The application provides a training device for a speech evaluation model, referring to fig. 13, fig. 13 is a schematic structural diagram of a training device 700 for a speech evaluation model provided by the application, where the device 700 includes:
The obtaining module 710 is configured to obtain a plurality of reference voice segments and labels corresponding to the plurality of reference voice segments, where the labels corresponding to each reference voice segment in the plurality of reference voice segments include an average value of evaluation results of the plurality of users on the reference voice segments;
the training module 720 is configured to perform training based on the plurality of reference speech segments and labels corresponding to the plurality of reference speech segments, and obtain a speech evaluation model, where a loss function in the speech evaluation model includes the number of users evaluating the reference speech segments.
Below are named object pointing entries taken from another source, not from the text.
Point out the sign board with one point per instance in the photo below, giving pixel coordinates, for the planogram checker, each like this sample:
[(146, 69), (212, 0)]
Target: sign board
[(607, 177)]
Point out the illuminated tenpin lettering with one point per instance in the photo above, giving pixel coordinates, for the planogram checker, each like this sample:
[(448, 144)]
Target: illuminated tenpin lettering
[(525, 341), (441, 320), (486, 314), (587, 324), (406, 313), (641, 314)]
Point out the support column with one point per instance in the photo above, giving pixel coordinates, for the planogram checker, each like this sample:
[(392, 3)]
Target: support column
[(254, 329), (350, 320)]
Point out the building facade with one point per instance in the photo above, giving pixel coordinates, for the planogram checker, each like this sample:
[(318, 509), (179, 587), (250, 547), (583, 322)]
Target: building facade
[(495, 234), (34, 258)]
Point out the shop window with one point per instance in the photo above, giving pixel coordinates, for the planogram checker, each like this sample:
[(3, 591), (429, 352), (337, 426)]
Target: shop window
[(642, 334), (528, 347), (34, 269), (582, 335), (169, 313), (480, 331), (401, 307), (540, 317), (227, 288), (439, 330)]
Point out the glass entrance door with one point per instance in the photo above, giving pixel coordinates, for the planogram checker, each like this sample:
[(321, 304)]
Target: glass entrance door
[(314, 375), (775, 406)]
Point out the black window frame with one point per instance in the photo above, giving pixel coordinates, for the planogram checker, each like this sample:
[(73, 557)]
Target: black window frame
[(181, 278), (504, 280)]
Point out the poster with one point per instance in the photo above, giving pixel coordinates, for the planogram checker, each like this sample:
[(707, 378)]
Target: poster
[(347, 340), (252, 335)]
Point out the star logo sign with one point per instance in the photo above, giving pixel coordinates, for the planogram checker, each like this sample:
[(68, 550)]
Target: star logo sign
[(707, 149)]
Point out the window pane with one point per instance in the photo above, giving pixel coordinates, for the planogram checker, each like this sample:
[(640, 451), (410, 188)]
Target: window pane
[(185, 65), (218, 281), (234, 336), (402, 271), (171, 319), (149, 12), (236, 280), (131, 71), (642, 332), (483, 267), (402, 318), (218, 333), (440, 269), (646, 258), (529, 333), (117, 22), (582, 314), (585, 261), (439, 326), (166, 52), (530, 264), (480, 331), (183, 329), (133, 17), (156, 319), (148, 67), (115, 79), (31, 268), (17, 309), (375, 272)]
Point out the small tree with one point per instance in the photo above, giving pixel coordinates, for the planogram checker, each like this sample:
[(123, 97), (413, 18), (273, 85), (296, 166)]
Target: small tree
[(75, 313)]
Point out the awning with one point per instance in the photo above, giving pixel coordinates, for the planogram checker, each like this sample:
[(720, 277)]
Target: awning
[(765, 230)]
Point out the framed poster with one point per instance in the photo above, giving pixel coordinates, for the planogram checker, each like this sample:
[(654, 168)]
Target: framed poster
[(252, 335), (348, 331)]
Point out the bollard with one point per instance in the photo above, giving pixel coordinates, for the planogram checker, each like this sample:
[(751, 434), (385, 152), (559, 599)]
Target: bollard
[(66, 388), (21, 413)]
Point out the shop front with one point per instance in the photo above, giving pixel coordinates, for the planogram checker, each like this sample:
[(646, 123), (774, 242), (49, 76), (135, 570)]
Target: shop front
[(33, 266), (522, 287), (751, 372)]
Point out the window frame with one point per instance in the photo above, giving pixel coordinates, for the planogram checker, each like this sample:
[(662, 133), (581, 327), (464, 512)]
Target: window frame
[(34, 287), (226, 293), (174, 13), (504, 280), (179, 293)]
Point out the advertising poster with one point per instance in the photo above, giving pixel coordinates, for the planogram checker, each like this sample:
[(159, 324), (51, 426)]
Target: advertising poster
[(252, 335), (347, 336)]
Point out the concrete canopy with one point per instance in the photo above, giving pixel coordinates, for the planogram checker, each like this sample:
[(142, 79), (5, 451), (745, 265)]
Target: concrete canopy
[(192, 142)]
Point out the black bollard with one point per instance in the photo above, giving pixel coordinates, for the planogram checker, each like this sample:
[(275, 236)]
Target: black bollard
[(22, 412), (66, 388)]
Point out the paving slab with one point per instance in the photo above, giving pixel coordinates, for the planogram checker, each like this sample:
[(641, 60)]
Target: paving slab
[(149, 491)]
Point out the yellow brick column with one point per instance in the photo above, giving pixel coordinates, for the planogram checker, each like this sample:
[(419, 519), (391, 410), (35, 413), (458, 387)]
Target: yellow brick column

In a possible implementation manner, the speech evaluation model is obtained through multiple rounds of training, and in each round of training, the loss function is used for solving root mean square error of a product between a prediction error of the current reference speech segment and alpha power of the number of users evaluating the current reference speech segment, wherein the prediction error of the current reference speech segment is a difference value between a label corresponding to the current reference speech segment and an evaluation result output by the speech evaluation model to the current reference speech segment, and alpha is an adjustable parameter.
The steps of the method embodiment of fig. 9 may be specifically referred to the description of the related content in the method embodiment of fig. 9, and the description is omitted herein for brevity.
The present application also provides a computing device, referring to fig. 14, fig. 14 is a schematic structural diagram of a computing device 800 provided by the present application, where the computing device is configured as an apparatus 600, and is configured to implement the method embodiments described in fig. 4 to fig. 8; when configured as apparatus 700, the computing device is configured to implement the method embodiment described in fig. 9. The computing device 800 includes: processor 810, communication interface 820, and memory 830. The processor 810, the communication interface 820, and the memory 830 may be connected to each other through an internal bus 840, or may communicate through other means such as wireless transmission.
By way of example, the bus 840 may be a peripheral component interconnect (PERIPHERAL COMPONENT INTERCONNECT, PCI) bus or an industry standard architecture (extended industry standard architecture, EISA) bus, among others. The bus 840 may be divided into an address bus, a data bus, a control bus, and the like. For ease of illustration, only one thick line is shown in fig. 14, but not only one bus or one type of bus.
The processor 810 may be comprised of at least one general purpose processor, such as a CPU, or a combination of a CPU and a hardware chip. The hardware chip may be an application-specific integrated circuit (ASIC), a programmable logic device (programmable logic device, PLD), or a combination thereof. The PLD may be a complex programmable logic device (complex programmable logic device, CPLD), a field-programmable gate array (FPGA) GATE ARRAY, general-purpose array logic (GENERIC ARRAY logic, GAL), or any combination thereof. Processor 810 executes various types of digitally stored instructions, such as software or firmware programs stored in memory 830, which enable computing device 800 to provide a wide variety of services.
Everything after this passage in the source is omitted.